Peel off the Patal and potatoes nicely. Wash and keep those aside.
Now take 1 medium sized tomato and blend it properly to make tomato puree.
Take a heavy bottomed pan or kadhai. Pour some vegetable oil in it.
Fry the potatoes and Patal inĀ kadhai for 5-7 minutes until the veggies turn golden.
Take out the fried patal and aloo (potatoes). In the same pan, temper the oil with Panch phoron, Bay leaves and dry red chilly.
After that add the tomato puree and ginger garlic paste in the pan. Saute for 4-5 minutes in medium flame.
In between add some turmeric and salt as required.

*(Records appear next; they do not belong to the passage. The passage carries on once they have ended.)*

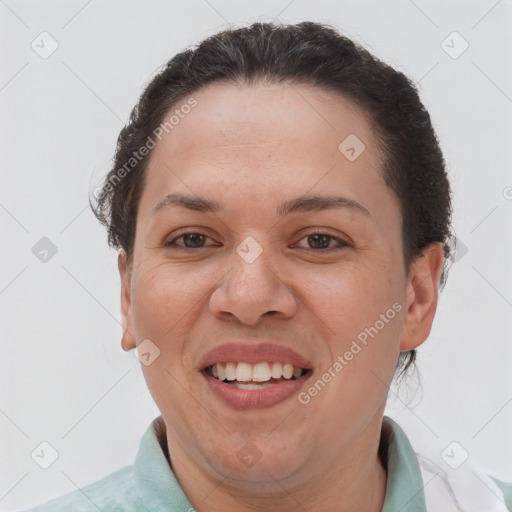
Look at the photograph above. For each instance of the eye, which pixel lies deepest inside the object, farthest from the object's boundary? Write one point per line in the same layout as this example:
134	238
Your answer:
322	241
192	240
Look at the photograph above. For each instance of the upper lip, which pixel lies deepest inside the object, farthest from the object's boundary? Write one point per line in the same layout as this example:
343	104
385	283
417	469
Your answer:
253	353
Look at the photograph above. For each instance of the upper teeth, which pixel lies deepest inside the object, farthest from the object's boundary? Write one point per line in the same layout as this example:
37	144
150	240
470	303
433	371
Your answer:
259	372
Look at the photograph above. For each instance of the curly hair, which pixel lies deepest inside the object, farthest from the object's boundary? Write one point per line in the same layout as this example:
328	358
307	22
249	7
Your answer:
305	53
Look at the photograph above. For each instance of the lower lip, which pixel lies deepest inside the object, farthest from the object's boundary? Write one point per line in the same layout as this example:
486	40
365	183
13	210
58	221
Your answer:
256	398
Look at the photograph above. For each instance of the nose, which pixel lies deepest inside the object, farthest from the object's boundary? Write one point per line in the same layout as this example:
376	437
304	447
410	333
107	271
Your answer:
251	290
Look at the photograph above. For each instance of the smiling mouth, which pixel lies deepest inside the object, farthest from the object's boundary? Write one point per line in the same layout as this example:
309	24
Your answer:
256	376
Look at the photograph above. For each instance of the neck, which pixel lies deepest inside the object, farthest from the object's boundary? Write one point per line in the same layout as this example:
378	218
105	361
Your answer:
357	481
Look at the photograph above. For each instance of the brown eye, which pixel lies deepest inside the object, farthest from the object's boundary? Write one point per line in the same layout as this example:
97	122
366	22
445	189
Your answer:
191	240
323	241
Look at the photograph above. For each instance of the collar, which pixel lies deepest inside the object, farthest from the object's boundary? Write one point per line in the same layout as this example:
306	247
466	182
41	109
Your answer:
159	489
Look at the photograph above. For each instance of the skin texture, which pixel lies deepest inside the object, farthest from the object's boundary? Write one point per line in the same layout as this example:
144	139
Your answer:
251	148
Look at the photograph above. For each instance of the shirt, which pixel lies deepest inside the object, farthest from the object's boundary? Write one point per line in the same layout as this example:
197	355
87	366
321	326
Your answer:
414	483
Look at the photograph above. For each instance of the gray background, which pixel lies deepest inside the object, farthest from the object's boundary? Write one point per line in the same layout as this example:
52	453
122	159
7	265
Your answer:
63	375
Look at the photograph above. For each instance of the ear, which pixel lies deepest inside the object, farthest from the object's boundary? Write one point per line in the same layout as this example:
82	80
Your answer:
128	339
422	296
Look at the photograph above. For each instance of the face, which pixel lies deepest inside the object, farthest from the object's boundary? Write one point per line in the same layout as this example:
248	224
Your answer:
276	272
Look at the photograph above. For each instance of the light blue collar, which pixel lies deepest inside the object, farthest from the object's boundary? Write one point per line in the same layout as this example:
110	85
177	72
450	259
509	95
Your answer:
160	491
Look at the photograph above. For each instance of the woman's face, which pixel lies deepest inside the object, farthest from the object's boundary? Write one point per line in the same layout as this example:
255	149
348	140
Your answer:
327	283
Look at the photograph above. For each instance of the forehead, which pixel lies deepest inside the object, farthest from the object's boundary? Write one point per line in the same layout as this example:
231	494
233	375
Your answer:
272	139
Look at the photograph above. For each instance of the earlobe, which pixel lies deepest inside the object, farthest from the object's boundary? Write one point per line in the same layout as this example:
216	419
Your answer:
128	338
422	296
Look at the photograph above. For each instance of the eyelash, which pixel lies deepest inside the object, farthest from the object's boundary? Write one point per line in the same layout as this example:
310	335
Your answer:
341	243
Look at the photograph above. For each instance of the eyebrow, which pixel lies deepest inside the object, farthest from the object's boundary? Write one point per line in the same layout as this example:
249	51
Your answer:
299	204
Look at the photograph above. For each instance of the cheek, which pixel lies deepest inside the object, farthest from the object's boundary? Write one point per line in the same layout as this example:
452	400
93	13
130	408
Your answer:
167	300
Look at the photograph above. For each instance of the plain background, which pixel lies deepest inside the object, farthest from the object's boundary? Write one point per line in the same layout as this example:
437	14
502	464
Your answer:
63	375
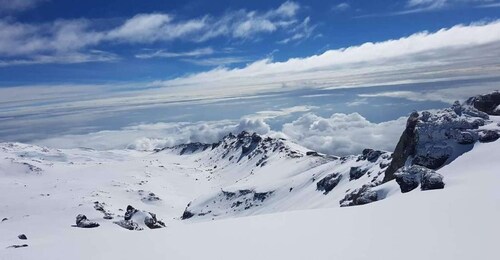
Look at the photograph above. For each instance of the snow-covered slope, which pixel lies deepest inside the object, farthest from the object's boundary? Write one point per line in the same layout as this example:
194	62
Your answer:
43	190
458	222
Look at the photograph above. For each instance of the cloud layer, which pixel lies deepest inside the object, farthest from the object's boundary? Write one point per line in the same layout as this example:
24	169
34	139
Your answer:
340	134
63	40
344	134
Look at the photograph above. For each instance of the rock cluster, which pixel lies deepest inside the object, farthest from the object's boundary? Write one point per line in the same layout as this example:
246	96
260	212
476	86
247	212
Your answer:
134	219
83	222
361	196
410	178
328	183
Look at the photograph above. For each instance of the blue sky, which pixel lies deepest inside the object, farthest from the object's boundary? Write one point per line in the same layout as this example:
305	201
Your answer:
317	26
110	74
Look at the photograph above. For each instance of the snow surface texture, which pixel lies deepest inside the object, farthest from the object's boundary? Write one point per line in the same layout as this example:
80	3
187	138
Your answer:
43	190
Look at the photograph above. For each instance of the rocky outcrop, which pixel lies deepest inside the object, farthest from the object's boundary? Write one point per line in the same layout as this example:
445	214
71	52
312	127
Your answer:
356	173
488	136
361	196
433	140
404	148
410	178
225	202
328	183
489	103
83	222
101	208
371	155
134	219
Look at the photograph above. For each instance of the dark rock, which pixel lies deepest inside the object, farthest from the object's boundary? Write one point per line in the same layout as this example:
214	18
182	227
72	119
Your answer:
99	206
404	148
431	161
410	178
83	222
261	196
486	103
431	181
128	224
311	153
371	155
187	214
328	183
356	173
488	136
152	223
465	138
361	196
148	218
130	212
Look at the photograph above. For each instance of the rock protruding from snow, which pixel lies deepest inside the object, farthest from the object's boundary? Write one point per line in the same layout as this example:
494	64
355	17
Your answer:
410	178
227	201
83	222
435	139
404	148
488	103
361	196
328	183
245	145
135	219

Add the fried vegetables into the pan. Mix all well and saute for around 2-3 minutes.
Pour some water in the pan.
Cover the pan with a lid. Let it cook on medium flame for around 3-4 minutes.
Stir the veggies with a spatula in between to avoid stickiness in the bottom of pan.
When the veggies are cooked well and the gravy consistency has turned perfectly as per your preference, turn off the flame.
Sprinkle 1/2 teaspoon garam masala and cover the pan.
Rest it for a minute, open the lid. The sabzi is ready to be served hot with Rotis or Rice.